The first thing you need to do is create a STANDARD user account for the child. You can do so by going to the control panel and selecting USER ACCOUNTS AND FAMILY SAFETY. Next, create a new user, fill in the name and make sure STANDARD USER is selected. Next, you are presented with a dialog box containing icons of the available users. Select the user you just created and then click the SETUP PARENTAL CONTROLS link under the Additional Things That You Can Do section. Another dialog box will popup containing the parental controls options. The first thing I did was set time limits. This is important, especially during the school year, as you can tell Windows just how long your child can use the computer. So, click the TIME LIMITS link. You will be presented with a grid. The grid is a laid out in days of week and hours in the day format. Simply click in the boxes that corresponds to the times that you DO NOT want your child to use the computer. The blocks will turn blue, indicating that that block of time is off limits. For my son, I have the computer log him off at bedtime and not allow login until after 6am, Sunday night through Friday morning. On Friday and Saturday, I am more lenient with the times.

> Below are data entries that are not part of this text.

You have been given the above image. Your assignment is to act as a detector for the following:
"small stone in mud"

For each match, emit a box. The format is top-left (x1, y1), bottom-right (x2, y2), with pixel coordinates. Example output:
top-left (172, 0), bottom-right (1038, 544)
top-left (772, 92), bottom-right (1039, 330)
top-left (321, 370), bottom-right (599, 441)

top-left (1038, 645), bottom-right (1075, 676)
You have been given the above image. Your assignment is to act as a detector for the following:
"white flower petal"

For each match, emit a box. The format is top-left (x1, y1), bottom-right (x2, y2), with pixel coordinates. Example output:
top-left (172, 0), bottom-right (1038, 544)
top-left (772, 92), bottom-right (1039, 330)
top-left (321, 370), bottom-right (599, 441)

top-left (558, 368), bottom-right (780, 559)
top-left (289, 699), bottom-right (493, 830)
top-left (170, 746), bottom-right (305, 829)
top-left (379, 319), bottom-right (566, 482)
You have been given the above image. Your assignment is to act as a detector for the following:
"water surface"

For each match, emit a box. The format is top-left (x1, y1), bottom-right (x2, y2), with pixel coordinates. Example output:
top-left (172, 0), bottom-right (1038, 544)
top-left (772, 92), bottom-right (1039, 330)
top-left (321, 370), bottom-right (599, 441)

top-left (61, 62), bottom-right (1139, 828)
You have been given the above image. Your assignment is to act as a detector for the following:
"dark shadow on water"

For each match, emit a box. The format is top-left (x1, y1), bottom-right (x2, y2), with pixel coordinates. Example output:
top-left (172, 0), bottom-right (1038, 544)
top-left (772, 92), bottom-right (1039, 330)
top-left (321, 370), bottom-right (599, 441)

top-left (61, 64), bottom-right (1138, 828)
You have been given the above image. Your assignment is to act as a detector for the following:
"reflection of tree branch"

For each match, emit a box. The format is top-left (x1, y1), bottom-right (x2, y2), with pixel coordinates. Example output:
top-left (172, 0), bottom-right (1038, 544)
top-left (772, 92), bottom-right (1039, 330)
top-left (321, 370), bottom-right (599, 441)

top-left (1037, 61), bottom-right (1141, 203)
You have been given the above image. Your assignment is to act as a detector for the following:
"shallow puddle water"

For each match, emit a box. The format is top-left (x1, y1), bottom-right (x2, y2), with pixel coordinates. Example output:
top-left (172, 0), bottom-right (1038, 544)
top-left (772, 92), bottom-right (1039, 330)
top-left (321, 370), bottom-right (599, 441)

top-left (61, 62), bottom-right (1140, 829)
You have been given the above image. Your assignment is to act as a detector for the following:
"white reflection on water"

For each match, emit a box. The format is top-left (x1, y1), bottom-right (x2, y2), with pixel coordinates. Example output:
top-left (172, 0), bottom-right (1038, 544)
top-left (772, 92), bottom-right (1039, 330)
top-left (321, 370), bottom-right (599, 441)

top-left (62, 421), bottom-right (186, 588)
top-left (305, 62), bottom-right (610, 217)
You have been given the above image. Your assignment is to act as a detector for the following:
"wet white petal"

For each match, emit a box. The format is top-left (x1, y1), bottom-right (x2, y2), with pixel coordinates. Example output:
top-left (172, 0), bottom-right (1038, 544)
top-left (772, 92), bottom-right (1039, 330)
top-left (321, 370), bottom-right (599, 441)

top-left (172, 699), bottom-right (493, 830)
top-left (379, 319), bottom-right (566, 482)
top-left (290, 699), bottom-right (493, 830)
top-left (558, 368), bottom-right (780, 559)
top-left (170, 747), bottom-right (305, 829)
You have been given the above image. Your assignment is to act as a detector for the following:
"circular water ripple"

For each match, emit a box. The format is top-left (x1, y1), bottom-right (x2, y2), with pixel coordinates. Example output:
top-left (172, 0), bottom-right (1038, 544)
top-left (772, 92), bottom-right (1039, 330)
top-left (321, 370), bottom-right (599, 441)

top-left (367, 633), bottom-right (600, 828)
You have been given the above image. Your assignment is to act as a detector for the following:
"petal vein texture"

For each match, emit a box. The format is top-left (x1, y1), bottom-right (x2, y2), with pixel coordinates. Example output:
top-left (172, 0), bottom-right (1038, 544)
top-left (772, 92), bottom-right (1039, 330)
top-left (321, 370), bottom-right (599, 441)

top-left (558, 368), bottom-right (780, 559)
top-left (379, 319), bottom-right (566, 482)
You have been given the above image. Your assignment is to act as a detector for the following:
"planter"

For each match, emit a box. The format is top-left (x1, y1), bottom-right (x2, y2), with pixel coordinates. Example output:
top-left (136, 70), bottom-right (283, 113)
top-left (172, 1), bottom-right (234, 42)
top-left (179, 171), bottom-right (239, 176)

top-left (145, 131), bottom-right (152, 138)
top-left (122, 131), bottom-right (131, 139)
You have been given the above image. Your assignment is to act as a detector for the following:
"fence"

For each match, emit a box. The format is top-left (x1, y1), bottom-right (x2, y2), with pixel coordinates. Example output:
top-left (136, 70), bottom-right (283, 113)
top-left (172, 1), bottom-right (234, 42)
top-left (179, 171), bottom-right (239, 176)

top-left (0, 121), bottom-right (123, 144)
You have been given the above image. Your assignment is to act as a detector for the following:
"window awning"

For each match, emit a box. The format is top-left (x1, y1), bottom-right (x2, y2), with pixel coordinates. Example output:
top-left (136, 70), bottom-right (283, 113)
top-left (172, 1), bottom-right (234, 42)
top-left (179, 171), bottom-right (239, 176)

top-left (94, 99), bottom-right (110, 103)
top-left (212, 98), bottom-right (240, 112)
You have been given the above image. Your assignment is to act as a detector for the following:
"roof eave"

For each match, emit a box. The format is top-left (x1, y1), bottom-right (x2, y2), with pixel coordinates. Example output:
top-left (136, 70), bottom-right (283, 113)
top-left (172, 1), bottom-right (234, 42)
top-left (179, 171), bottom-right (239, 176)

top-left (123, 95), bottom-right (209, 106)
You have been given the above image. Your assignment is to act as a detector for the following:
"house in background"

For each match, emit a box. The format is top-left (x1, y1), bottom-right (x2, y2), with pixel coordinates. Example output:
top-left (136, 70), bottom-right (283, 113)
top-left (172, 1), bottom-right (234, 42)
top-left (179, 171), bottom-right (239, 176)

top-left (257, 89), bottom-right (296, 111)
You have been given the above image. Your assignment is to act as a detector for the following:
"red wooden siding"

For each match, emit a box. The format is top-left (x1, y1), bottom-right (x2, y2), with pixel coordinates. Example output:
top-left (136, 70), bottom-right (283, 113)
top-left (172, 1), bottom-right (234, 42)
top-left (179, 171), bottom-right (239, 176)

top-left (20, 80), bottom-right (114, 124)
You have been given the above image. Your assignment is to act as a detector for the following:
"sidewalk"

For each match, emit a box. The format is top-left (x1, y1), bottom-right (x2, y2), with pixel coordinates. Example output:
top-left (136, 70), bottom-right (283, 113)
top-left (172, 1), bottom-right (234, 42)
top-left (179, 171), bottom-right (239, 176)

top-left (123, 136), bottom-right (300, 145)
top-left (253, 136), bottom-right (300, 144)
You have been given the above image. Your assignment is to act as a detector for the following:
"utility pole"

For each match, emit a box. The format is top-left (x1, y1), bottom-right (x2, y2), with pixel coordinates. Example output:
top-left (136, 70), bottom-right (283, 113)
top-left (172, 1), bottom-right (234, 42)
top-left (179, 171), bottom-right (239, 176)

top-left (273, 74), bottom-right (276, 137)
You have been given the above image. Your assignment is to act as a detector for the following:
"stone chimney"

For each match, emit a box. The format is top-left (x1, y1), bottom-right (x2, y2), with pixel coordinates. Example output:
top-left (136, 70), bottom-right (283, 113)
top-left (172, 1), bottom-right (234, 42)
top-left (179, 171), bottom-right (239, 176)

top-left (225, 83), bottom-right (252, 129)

Windows 7 no longer contains the built in web controls. You now have to select your own provider. Microsoft, for reasons unknown to me, has moved this functionality to its Windows Live Family Safety. It is a small and free download from the Windows Live Essentials bundle. It still works like the old integrated stuff that was in Vista. You set it up a bit differently, and can manage it from the web. To add an account, click the Windows Live Family Safety link. You’ll see the setup window. Select the user you wish to monitor and click Next. On the next panel, select what you wish to do for the accounts listed and click SAVE. That’s it. You can refine the monitoring by going to the web site. The link on the same panel.
The Web limits will work with Internet Explorer 7 and higher or the latest version of Firefox. Earlier versions of both browsers do not recognize the controls and, thus, can circumvent this. Also, Opera and Safari do not work with the controls. You add the browsers that are non-compliant to the program limits. Web Limits can be as loose or tight as you like. Microsoft maintains a list of ‘bad’ sites and will prevent your child from surfing to these site. Conversely, you can choose to only allow a certain site or sites. There is a list that you can maintain and the browser will only allow the child to visit these sites. Also, the language filter works very, very well. I’ve seen it prevent my son from going to certain forums that looked innocent, but were, in fact, full of foul language. It also appears to prevent him from visiting forums where certain words-not foul language-used in certain ways to allude or describe drug use or other more adult subjects. I have been very impressed by the filters. I feel much more at ease with him visiting his favorite forums and message boards. I have also locked out instant messaging. I don’t trust it and won’t allow it until he is older. I also preview new places he wants to go before I will allow it.
There is also a game limit section. This will allow you to prevent Windows from running games that are a certain rating or higher. It also allows you to prevent games that might fit your rating, but contain subject matter you do not wish your child from seeing. An example of this might some games like Street Fighter, which has a teen rating but is very violent. Or games like Grand Theft Auto. You have many, many choices.
Parental controls can log everything your child does. It is pretty thorough and shows things like how long they are logged in, what programs they run, what web sites they visit, games they play, how they played the games and more. If your child tries to do something they are not supposed to do, Windows 7 User Access Control dialog pops up. The child can then get you and you can decide to allow or disallow the action. Warning: the child cannot install anything without your approval. Why did I say Warning? Simple…anytime they get a game or a program, you must install it as they will not have permission. I suspect most people will just install it anyway, but I’m sure there will be times that you forget and then junior will be coming back to get you. The UAC message will also pop up if they try to go to a web site that has been deemed questionable. Sometimes, it does prevent some legit sites like NickJr. I have to figure that one out, but there was something that the filter did not like.
All in all, Microsoft did a great job with Windows 7 parental controls. If your child has a computer that can run Windows 7, I highly recommend installing Windows 7 and setting up the parental controls. Parental Controls alone make Windows 7 worth the upgrade. Of course, your child may argue that.